You are viewing a plain text version of this content. The canonical link for it is here.
Posted to solr-commits@lucene.apache.org by Apache Wiki <wi...@apache.org> on 2008/12/02 19:46:33 UTC

[Solr Wiki] Update of "SimpleFacetParameters" by YonikSeeley

Dear Wiki user,

You have subscribed to a wiki page or wiki category on "Solr Wiki" for change notification.

The following page has been changed by YonikSeeley:
http://wiki.apache.org/solr/SimpleFacetParameters

The comment on the change is:
document new facet.method param

------------------------------------------------------------------------------
  This parameter can be specified on a per field basis.
  
  <!> ["Solr1.2"]
+ 
+ == facet.method ==
+ 
+ This parameter indicates what type of algorithm/method to use when faceting a field.
+ 
+ The {{{enum}}} method was the default (and only) method prior to Solr1.4.  It enumerates all terms in a field, calculating the set intersection of documents that match the term with documents that match the query.
+ 
+ The {{{fc}}} method is the default in Solr1.4 since it tends to use less memory and is faster when a multi-valued field has many unique terms in the index.  The field is un-inverted and cached, much like the Lucene !FieldCache used to sort query results.  The facet counts are calculated by iterating over documents that match the query and summing the terms that appear in each document.
+ 
+ The default value is {{{fc}}}
+ 
+ <!> ["Solr1.4"]
  
  == Date Faceting Parameters ==
  

Re: [Solr Wiki] Update of "SimpleFacetParameters" by YonikSeeley

Posted by Chris Hostetter <ho...@fucit.org>.

: I've updated the wording - hopefully it's a little clearer now.

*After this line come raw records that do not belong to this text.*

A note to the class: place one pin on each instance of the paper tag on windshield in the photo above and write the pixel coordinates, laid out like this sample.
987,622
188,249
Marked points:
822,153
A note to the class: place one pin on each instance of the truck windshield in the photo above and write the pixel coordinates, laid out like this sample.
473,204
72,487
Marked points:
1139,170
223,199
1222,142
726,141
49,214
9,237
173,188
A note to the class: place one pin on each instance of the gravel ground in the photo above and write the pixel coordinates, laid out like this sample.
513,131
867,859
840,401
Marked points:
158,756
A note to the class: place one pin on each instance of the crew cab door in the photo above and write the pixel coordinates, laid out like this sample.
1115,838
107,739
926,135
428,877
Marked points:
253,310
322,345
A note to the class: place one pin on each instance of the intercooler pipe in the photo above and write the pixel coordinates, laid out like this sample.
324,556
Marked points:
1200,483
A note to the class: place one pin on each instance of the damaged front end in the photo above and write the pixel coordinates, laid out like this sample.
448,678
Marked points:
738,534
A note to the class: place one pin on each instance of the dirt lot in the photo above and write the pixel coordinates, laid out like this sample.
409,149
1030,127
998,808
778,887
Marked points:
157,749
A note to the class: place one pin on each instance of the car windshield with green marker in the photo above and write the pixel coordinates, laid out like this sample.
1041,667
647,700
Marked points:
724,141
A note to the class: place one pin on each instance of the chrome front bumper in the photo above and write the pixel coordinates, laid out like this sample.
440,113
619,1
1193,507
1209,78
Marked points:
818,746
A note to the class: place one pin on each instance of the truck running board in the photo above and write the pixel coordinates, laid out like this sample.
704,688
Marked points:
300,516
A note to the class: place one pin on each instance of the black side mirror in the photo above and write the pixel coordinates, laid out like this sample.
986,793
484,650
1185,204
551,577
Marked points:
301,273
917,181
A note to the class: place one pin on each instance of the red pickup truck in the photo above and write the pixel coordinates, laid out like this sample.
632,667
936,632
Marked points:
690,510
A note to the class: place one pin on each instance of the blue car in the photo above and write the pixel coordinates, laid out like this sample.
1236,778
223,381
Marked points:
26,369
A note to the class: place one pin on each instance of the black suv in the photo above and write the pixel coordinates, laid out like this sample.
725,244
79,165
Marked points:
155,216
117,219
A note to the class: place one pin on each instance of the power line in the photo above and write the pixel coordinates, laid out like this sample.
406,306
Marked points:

Yeah, but SolrFacetingOverview should probably be updated as well.

: counting up terms.  This did exist for single valued fields, and now
: also exists for multi-valued fields.  The implementation is different
: of course, but I don't think we need more control over that.  If
: anything the single-valued implementation could be made a little more
: efficient w.r.t memory use.

Hmmm... i think i understand: facet.method determines either that enum is 
used or an univerted field cache of some form (either the lucene 
FieldCache or the new solr UnInvertedField) is used -- and the specifics 
are determined by whether the field is multi-tokend?

If we do "optimize" the single-value case to use UnInvertedField instead 
we should definitely add an option for that, since some people may also be 
sorting on the field (and having an UnInvertedField in addition to a 
FieldCache could be considered a waste of ram)

-Hoss


Re: [Solr Wiki] Update of "SimpleFacetParameters" by YonikSeeley

Posted by Yonik Seeley <yo...@apache.org>.
On Tue, Dec 2, 2008 at 2:32 PM, Chris Hostetter
<ho...@fucit.org> wrote:
>
> : + This parameter indicates what type of algorithm/method to use when faceting a field.
> : +
> : + The {{{enum}}} method was the default (and only) method prior to Solr1.4.  It enumerates all terms in a field, calculating the set intersection of documents that match the term with documents that match the query.
>
> ...that's not strictly true though, there was a FieldCache based approach
> that was used for non-boolean single token fields ... has that now been
> completley eliminated? ... my naive reading of hte match is that it's
> still there, and still triggered in some cases -- should we make it an
> explicit option for this new facet.method param?

I've updated the wording - hopefully it's a little clearer now.

facet.method=enum means iterate over terms and calculate set intersections.
facet.method=fc means iterate over documents matching the query,
counting up terms.  This did exist for single valued fields, and now
also exists for multi-valued fields.  The implementation is different
of course, but I don't think we need more control over that.  If
anything the single-valued implementation could be made a little more
efficient w.r.t memory use.

-Yonik

Re: [Solr Wiki] Update of "SimpleFacetParameters" by YonikSeeley

Posted by Chris Hostetter <ho...@fucit.org>.
: + This parameter indicates what type of algorithm/method to use when faceting a field.
: + 
: + The {{{enum}}} method was the default (and only) method prior to Solr1.4.  It enumerates all terms in a field, calculating the set intersection of documents that match the term with documents that match the query.

...that's not strictly true though, there was a FieldCache based approach 
that was used for non-boolean single token fields ... has that now been 
completley eliminated? ... my naive reading of hte match is that it's 
still there, and still triggered in some cases -- should we make it an 
explicit option for this new facet.method param?


-Hoss